In Australia, order-routing automation has in the past two years made notable progress, notes Orski. For Aberdeen’s Australia arm alone, he says he would not be surprised to see automation levels of fund subscription and redemption rise to 80% from the current 50%.

“We have reached 50% of automation from a very low base in two years since joining Calastone’s transaction network,” he adds. “In Australia, banks and their platforms are key distributors of funds and flow from them is a significant source of order traffic into our pooled investment vehicles.”

The Australian market has evolved from a backward status to reaching a “tipping point” at the wholesale level, says Orski, referring to communications between fund managers, distributors and custodians.

Other fund managers with Australian businesses, such as Fidelity and Schroders, have also moved to automate their orders to and from distributors.

The next step for Australia is to automate the process by which investors apply for and redeem fund units, says Orski.
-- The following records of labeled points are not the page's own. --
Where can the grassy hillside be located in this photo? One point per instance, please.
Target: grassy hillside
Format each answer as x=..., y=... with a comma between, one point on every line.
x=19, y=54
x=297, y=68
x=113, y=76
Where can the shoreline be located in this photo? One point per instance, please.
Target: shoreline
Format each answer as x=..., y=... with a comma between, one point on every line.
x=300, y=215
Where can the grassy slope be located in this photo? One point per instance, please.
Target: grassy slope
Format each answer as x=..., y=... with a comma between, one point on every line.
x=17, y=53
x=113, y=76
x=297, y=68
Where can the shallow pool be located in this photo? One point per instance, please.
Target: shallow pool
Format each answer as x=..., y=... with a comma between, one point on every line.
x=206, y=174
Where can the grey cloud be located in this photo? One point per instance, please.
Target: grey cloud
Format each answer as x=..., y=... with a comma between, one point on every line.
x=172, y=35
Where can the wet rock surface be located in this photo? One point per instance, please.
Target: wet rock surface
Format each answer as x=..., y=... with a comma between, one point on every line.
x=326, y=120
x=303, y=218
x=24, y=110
One initiative he cites is the mFund settlement service forthcoming from the ASX, which allows retail investors to buy and sell mutual fund units through online brokers.

The service, expected to launch in the second quarter, enables investors to monitor the progress of their fund orders and settle units of their fund transactions electronically.

One hope in the industry is ‘self-managed supers’ – do-it-yourself funds set up for up to four members who also act as the trustees of the fund – would be attracted to the mFund service.

The ultimate aim is that retail investors or self-managed super members will be able to trade funds more efficiently, and fund accounting and record-keeping will be simplified for fund administrators. Small super funds of less than five members account for 30% of the A$1.8 trillion in superannuation industry assets.

Fund automation can benefit fund managers, distributors and custodians by cutting down on the risk of manual errors that occur from the traditional method of faxing orders, and generally boosting the speed and efficiency of order processing.